Causes of Linux UDP packet drops_问答_开发者_运维开发者技术经验分享

I have a Linux C++ application which receives sequenced UDP packets. Because of the sequencing, I can easily determine when a packet is lost or re-ordered, i.e. when a "gap" is encountered. The system has a recovery mechanism to handle gaps, however, it is best to avoid gaps in the first place. Using a simple libpcap-based packet sniffer, I have determined that there are no gaps in the data at the hardware level. However, I am seeing a lot of gaps in my application. This suggests the kernel is dropping packets; it is confirmed by looking at the /proc/net/snmp file. When my application encounters a gap, the Udp InErrors counter increases.

At the system level, we have increased the max receive buffer:

# sysctl net.core.rmem_max
net.core.rmem_max = 33554432

At the application level, we have increased the receive buffer size:

int sockbufsize = 33554432
int ret = setsockopt(my_socket_fd, SOL_SOCKET, SO_RCVBUF,
        (char *)&sockbufsize,  (int)sizeof(sockbufsize));
// check return code
sockbufsize = 0;
ret = getsockopt(my_socket_fd, SOL_SOCKET, SO_RCVBUF, 
        (char*)&sockbufsize, &size);
// print sockbufsize

After the call to getsockopt(), the printed value is always 2x what it is set to (67108864 in the example above), but I believe that is to be expected.

I know that failure to consume data quickly enough can result in packet loss. However, all this application does is check the sequencing, then push the data into a queue; the actual processing is done in another thread. Furthermore, the machine is modern (dual Xeon X5560, 8 GB RAM) and very lightly loaded. We have literally dozens of identical applications receiving data at a much higher rate that do not experience this problem.

开发者_StackOverflow社区

Besides a too-slow consuming application, are there other reasons why the Linux kernel might drop UDP packets?

FWIW, this is on CentOS 4, with kernel 2.6.9-89.0.25.ELlargesmp.

If you have more threads than cores and equal thread priority between them it is likely that the receiving thread is starved for time to flush the incoming buffer. Consider running that thread at a higher priority level than the others.

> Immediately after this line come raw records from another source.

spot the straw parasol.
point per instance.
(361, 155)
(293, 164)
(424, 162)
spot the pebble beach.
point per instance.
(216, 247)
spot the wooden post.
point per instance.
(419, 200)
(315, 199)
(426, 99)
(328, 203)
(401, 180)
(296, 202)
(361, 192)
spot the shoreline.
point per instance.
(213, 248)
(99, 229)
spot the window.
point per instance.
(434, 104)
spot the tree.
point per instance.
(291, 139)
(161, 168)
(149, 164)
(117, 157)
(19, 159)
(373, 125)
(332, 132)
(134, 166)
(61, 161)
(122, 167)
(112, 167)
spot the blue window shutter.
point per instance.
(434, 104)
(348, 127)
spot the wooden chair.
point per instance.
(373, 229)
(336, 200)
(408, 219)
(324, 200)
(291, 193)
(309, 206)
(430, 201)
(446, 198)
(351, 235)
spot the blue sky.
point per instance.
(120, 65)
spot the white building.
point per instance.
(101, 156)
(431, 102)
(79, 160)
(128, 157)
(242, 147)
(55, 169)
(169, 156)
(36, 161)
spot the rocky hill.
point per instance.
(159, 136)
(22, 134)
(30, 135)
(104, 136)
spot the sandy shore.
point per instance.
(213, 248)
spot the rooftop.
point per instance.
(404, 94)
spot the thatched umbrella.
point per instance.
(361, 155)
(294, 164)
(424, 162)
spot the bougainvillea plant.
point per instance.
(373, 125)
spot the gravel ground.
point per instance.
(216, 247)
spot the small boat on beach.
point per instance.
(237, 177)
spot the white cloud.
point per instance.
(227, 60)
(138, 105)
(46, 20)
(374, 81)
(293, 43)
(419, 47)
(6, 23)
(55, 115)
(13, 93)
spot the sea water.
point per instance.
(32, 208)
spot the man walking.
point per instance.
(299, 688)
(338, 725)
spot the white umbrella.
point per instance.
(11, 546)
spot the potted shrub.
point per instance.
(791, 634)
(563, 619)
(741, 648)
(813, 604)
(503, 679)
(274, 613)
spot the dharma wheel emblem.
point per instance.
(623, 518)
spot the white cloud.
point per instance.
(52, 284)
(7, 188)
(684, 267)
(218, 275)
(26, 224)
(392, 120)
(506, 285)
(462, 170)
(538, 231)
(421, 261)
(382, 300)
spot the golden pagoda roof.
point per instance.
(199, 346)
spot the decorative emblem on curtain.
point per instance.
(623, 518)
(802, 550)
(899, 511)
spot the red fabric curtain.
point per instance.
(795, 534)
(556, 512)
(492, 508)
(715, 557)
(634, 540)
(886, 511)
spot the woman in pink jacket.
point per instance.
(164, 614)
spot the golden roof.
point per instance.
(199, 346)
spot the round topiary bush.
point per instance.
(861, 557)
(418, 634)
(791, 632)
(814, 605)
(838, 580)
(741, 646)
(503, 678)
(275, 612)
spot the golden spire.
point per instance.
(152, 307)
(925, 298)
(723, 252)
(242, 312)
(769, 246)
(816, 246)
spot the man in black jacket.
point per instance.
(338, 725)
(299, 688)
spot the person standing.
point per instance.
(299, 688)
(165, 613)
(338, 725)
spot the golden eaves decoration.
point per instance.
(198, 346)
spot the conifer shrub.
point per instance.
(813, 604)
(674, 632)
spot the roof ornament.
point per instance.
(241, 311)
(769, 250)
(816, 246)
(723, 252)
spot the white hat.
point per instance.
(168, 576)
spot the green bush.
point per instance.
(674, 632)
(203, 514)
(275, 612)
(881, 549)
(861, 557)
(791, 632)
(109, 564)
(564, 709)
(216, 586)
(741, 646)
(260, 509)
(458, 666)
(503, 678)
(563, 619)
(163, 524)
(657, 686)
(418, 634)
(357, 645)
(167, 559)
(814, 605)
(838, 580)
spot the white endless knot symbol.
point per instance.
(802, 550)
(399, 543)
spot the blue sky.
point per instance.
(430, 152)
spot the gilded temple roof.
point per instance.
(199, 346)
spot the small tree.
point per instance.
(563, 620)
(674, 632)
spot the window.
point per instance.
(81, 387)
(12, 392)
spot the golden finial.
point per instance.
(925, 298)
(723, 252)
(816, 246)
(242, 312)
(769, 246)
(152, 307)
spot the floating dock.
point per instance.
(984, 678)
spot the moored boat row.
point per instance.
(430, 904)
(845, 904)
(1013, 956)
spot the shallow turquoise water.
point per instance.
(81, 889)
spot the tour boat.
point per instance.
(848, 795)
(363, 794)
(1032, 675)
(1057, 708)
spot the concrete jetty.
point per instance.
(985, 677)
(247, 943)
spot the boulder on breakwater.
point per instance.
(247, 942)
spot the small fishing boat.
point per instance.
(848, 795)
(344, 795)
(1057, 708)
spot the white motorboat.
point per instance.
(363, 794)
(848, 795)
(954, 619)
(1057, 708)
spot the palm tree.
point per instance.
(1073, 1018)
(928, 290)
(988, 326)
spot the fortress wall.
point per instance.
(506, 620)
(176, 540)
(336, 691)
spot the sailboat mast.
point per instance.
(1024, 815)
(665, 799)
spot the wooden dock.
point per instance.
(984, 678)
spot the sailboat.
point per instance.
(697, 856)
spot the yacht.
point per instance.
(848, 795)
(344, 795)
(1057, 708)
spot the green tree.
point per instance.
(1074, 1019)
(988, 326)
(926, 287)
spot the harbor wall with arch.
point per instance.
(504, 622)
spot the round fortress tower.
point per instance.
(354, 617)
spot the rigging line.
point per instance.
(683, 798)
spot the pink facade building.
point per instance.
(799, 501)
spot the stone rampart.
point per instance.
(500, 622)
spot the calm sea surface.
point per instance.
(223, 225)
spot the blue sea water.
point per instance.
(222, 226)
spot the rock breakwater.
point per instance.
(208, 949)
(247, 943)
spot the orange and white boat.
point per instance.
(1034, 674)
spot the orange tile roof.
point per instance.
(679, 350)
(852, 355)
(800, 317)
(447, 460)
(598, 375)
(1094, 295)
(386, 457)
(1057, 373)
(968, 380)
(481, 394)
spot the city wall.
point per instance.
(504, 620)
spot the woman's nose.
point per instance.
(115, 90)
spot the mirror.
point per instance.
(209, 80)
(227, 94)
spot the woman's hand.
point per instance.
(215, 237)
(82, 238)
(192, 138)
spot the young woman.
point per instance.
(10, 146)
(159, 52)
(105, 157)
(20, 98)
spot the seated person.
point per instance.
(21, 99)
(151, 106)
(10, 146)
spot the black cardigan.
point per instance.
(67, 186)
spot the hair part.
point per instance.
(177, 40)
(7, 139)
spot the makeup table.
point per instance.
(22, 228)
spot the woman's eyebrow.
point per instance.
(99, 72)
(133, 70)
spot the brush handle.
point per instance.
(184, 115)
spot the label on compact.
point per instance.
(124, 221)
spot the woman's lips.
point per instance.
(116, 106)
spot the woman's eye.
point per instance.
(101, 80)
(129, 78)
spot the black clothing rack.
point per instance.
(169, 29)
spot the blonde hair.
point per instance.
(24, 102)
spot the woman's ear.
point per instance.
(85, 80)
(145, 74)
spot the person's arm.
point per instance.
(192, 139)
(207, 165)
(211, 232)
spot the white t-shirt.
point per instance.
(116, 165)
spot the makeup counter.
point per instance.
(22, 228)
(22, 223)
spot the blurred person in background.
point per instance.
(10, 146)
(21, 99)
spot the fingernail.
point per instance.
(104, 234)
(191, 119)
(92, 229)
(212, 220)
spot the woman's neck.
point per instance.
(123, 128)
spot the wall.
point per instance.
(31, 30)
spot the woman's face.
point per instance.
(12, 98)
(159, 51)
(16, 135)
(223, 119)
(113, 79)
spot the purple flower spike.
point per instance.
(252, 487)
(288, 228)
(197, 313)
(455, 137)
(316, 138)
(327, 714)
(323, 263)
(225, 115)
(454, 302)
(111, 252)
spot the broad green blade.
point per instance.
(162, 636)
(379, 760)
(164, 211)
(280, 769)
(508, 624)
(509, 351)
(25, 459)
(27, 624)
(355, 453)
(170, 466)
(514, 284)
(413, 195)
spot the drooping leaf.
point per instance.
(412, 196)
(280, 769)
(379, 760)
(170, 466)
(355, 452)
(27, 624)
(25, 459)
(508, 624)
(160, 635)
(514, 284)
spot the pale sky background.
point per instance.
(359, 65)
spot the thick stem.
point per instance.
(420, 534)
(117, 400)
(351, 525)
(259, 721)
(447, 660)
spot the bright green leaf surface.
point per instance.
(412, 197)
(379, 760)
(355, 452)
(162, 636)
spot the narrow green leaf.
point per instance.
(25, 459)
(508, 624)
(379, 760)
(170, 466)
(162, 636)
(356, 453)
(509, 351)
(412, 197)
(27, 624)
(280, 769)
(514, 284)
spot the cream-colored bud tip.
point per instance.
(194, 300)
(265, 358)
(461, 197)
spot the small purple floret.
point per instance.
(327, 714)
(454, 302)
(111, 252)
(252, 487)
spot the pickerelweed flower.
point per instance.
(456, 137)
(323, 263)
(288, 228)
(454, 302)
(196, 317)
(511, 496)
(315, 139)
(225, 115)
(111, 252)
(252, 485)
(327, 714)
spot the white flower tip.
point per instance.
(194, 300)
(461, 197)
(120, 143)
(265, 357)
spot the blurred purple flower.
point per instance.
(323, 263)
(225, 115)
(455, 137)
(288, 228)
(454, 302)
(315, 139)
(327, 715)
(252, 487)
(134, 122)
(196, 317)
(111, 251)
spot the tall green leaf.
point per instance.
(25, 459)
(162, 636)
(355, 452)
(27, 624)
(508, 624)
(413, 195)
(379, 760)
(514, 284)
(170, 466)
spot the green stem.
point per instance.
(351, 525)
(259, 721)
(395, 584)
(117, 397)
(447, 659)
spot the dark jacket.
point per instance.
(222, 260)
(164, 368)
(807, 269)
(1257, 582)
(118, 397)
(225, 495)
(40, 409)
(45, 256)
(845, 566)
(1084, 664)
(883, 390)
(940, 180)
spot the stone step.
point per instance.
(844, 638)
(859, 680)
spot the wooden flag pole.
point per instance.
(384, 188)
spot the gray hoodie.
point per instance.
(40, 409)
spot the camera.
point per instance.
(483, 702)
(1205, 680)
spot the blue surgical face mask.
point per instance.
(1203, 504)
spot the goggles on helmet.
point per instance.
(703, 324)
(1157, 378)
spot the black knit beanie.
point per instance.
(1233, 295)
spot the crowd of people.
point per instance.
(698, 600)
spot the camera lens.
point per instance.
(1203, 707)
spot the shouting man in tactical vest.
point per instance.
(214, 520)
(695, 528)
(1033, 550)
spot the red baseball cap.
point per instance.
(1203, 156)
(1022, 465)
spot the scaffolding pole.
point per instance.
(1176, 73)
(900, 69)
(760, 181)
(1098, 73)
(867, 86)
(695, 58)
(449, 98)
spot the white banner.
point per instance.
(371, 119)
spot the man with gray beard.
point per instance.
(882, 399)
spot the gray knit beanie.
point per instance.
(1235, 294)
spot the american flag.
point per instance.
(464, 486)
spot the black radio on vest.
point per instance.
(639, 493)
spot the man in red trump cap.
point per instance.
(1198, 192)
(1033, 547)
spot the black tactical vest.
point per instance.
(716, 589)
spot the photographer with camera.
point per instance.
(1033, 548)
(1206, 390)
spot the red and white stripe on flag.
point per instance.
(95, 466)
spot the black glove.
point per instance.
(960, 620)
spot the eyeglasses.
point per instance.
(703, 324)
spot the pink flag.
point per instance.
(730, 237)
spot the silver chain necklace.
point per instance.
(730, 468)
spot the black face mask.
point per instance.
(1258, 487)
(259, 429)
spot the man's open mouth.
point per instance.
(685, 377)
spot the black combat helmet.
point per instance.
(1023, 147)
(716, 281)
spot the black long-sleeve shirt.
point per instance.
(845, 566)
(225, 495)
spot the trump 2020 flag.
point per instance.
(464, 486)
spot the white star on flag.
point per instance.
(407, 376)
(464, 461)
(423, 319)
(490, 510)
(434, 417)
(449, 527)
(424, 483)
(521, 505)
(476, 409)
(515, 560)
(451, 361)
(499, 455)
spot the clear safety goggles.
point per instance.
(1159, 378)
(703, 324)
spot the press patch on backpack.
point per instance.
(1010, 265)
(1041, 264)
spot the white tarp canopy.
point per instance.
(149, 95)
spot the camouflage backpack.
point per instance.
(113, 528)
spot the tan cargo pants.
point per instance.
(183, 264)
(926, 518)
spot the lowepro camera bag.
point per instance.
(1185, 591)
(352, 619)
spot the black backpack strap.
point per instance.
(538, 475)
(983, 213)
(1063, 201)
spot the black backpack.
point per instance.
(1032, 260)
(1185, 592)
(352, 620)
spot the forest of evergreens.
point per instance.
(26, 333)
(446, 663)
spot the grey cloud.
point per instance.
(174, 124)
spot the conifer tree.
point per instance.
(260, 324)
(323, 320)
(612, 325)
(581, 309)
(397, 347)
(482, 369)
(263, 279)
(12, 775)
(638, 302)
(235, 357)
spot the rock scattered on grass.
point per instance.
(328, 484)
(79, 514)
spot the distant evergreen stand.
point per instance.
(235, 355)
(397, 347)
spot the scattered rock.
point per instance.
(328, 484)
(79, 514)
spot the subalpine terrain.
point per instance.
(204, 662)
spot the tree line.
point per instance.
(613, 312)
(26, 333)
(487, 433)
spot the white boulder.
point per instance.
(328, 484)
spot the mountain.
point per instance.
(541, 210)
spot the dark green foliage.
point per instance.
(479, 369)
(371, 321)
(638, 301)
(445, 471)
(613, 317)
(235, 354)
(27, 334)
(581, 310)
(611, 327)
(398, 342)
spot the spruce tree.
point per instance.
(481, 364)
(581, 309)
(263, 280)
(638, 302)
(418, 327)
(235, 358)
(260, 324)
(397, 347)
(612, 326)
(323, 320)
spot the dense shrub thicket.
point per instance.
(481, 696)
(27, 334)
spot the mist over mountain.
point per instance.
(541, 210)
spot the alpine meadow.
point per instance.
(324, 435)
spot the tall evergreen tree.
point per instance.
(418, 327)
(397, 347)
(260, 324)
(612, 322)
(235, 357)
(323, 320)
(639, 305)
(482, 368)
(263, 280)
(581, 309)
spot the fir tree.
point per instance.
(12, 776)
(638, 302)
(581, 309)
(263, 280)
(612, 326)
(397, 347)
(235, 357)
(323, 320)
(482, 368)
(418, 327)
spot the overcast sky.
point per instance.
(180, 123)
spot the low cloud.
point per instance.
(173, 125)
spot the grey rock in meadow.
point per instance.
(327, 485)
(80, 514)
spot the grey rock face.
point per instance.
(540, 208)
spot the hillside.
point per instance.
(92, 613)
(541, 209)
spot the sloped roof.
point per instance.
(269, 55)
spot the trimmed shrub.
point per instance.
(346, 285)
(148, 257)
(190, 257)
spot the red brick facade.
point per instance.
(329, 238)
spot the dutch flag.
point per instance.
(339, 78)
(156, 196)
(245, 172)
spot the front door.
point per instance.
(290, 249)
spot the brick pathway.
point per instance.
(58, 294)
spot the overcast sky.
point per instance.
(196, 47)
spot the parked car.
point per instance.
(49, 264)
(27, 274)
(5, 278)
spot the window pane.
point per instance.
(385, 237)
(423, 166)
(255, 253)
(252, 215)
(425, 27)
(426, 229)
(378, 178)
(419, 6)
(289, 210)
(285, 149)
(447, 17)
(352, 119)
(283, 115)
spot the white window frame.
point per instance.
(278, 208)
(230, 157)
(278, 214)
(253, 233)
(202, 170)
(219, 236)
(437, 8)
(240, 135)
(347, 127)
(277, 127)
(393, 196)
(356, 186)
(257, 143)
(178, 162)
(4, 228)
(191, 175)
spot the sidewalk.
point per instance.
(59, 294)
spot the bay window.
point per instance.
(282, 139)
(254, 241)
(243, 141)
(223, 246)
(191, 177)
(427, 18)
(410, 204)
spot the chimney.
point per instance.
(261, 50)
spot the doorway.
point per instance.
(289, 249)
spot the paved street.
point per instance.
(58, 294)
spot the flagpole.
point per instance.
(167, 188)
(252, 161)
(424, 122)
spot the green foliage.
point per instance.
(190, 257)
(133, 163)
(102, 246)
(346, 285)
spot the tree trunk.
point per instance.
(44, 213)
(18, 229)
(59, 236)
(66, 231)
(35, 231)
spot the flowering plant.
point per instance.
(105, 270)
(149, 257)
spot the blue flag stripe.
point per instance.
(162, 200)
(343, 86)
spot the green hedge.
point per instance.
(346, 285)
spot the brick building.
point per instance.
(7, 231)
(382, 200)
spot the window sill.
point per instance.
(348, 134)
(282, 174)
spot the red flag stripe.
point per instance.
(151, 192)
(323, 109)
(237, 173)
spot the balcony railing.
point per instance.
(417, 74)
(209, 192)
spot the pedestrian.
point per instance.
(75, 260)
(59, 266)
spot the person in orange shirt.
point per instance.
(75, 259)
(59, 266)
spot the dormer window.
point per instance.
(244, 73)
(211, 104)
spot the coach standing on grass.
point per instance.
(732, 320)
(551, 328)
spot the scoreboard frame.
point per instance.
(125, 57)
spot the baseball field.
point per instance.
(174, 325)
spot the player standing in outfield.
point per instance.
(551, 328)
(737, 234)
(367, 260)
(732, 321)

Similarly, although often less productive is to bind the thread for receiving to one core so that you do not suffer overheads of switching between cores and associated cache flushes.

I had a similar problem with my program. Its task is to receive udp packets in one thread and, using a blocking queue, write them to the database with another thread.

I noticed (using vmstat 1) that when the system was experiencing heavy I/O wait operations (reads) my application didn't receive packets, they were being received by the system though.

The problem was - when heavy I/O wait occured, the thread that was writing to the database was being I/O starved while holding the queue mutex. This way the udp buffer was being overflown by incoming packets, because main thread that was receiving them was hanging on the pthred_mutex_lock().

I resolved it by playing with ioniceness (ionice command) of my process and the database process. Changing I/O sched class to Best Effort helped. Surprisingly I'm not able to reproduce this problem now even with default I/O niceness. My kernel is 2.6.32-71.el6.x86_64.

I'm still developing this app so I'll try to update my post once I know more.

int ret = setsockopt(my_socket_fd, SOL_SOCKET, SO_RCVBUF, (char *)&sockbufsize, (int)sizeof(sockbufsize));

First of all, setsockopt takes (int, int, int, void *, socklen_t), so there are no casts required.

Using a simple libpcap-based packet sniffer, I have determined that there are no gaps in the data at the hardware level. However, I am seeing a lot of gaps in my application. This suggests the kernel is dropping packets;

It suggests that your environment is not fast enough. Packet capturing is known to be processing intensive, and you will observe that the global rate of transmissions on an interface will drop as you start capturing programs such as iptraf-ng or tcpdump on one.

I don't enough reputation to comment, but similar to @racic, I had a program where I had one receive thread, and one processing thread with a blocking queue between them. I noticed the same issue with dropping packets because the receiving thread was waiting for a lock on the blocking queue.

To resolve this I added a smaller local buffer to the receiving thread, and had it only push data into the buffer then it wasn't locked (using std::mutex::try_lock).